At this stage of the development of stock exchanges, there are two methods of trading:
- Through the use of the electronic trading system;
- Through a real intramural bargaining in the marketplace.
At NASDAQ, for example, trades occur only in electronic form. Traders have terminals that allow them to trade basing on quotes provided. However, here we will discuss “live” trading.
The most striking performance of exchanges, which trades take place on the trading floor – NYMEX and NYSE (New York Mercantile and New York Stock Exchange, respectively). Despite the active development of information technology, here trades on the trading floor continue.
The scheme of trading organization:
- The client informs the broker about their willingness to buy securities of the issuer
- The broker sends the order (bid) by phone to a person who works on the trading floor
- Next, the order is transferred to the trading platform to the trader
- The trader is looking for another trader who wants to sell securities that the client is interested in
- Next, traders agree on the price of securities and fulfill their orders
- Data about the purchase (executed order) returns to the client according to feedback scheme, the broker calls back and speaks about the successful transaction.
How do remote trading on the stock exchange occur?
In the age of active development of computer systems, work on the stock market has undergone significant changes. From now on, a trader can trade from anywhere in the world, with only a computer and a stable internet connection – all trading transactions are made on-line. Let us briefly describe the procedure:
- The trader sets on his computer a stock exchange terminal (program)
- By using this program, an application is exposed at the exchange, which indicates the number of lots, the issuer of the shares, the intended bid price. An application may be market or limited, also there is a stop-application.
- After that, the application goes to the exchange server, where it is checked for the presence of counter orders with the specified (or better) price.
- Once the application is found, the deal is done. If at this price there are no counter orders, it remains in the exchange database until the cancellation by the trader or until an offer appears.
- If the transaction is successfully completed, a record of investor’s ownership of shares is done. Recording is stored in the broker’s depository.
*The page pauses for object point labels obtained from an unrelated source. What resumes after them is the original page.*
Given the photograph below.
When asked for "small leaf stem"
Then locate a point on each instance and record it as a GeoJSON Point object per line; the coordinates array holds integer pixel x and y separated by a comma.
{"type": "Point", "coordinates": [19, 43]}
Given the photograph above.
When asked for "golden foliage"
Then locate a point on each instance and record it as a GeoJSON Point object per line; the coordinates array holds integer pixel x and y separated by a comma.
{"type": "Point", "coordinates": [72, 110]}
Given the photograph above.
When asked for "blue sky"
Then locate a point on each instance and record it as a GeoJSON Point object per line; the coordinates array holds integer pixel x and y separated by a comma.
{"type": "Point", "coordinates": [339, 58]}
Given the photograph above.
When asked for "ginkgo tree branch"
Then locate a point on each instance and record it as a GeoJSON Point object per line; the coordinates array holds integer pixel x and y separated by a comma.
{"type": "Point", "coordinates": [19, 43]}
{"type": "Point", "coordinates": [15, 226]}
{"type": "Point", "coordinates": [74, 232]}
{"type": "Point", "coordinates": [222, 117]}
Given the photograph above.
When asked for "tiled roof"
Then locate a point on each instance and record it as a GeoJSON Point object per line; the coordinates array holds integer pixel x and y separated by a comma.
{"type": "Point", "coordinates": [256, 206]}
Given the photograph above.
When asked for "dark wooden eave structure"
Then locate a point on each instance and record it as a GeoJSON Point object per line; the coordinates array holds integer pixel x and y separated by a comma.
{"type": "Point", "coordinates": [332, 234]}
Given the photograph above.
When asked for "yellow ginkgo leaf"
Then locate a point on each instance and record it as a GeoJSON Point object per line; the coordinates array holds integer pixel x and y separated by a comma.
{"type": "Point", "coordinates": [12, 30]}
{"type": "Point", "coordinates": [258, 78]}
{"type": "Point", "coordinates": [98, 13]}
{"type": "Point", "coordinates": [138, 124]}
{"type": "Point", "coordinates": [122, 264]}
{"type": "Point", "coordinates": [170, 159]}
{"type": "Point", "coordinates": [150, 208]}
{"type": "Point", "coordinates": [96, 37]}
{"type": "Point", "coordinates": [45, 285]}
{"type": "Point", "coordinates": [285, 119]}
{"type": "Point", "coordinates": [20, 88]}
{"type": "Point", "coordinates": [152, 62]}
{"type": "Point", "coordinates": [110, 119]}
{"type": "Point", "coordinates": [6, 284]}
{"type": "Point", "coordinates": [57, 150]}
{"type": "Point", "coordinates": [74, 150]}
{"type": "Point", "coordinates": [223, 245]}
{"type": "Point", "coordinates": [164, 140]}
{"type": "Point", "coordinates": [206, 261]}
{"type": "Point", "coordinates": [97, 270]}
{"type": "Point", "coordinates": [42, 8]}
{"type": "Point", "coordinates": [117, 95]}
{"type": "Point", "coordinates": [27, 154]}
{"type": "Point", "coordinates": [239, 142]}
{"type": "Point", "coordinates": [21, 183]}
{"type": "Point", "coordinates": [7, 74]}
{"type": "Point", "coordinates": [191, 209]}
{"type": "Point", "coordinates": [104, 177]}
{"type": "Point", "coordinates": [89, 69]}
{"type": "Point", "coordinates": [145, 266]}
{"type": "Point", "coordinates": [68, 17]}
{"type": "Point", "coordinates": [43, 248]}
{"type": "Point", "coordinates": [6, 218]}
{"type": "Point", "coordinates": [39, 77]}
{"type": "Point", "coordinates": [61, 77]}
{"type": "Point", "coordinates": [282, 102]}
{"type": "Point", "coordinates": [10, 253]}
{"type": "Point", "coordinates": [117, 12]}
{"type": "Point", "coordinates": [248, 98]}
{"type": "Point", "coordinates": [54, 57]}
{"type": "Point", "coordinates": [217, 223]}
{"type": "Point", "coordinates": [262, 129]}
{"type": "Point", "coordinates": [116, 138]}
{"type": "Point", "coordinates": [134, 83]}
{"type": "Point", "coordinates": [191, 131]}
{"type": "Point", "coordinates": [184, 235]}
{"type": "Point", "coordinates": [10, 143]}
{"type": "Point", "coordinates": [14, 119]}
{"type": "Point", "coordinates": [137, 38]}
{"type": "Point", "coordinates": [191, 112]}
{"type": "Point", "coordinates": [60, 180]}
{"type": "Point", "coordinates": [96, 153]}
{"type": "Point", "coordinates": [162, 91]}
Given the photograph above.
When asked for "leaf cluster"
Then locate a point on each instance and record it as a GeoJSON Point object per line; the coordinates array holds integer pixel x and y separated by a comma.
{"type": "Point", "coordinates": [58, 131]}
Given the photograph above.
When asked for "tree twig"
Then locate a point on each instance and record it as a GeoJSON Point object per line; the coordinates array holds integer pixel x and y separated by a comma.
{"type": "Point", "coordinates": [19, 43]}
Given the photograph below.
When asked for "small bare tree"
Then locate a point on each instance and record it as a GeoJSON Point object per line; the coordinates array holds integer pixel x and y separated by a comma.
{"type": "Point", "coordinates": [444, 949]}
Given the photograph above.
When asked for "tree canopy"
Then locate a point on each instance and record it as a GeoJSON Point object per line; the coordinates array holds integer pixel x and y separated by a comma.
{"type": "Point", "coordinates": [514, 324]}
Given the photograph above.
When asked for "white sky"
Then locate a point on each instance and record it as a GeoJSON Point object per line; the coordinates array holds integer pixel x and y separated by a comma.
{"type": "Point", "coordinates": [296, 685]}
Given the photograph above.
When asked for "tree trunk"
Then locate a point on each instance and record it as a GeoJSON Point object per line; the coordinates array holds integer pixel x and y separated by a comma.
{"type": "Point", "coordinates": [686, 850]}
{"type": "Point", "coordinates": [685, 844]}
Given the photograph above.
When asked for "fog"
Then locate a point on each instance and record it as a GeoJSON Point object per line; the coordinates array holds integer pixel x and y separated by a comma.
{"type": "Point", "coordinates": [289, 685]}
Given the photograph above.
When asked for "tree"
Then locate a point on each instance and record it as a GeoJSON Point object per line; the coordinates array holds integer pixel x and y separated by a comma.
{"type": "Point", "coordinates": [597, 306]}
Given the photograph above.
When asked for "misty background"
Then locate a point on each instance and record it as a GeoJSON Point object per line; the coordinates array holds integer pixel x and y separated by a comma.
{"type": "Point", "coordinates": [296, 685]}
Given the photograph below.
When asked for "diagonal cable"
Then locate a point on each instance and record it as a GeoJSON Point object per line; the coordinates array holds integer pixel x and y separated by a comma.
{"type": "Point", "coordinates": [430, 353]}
Almost always, the shares have offers and bids (respectively, unexecuted orders for sale and purchase). The queue of similar applications is as follows – bids are below (there are no traders willing to sell at such a low price), offers are located above (no traders willing to buy so expensive). Between offers and bids there is a gap, called spread. The lower boundary of spread is the best application for the purchase, the upper limit of spread is the best application for sale.
Detail of a common queue of applications (referred to as “glass”) is displayed in the exchange terminal.
That’s all for now. Got any questions? Just ask the expert!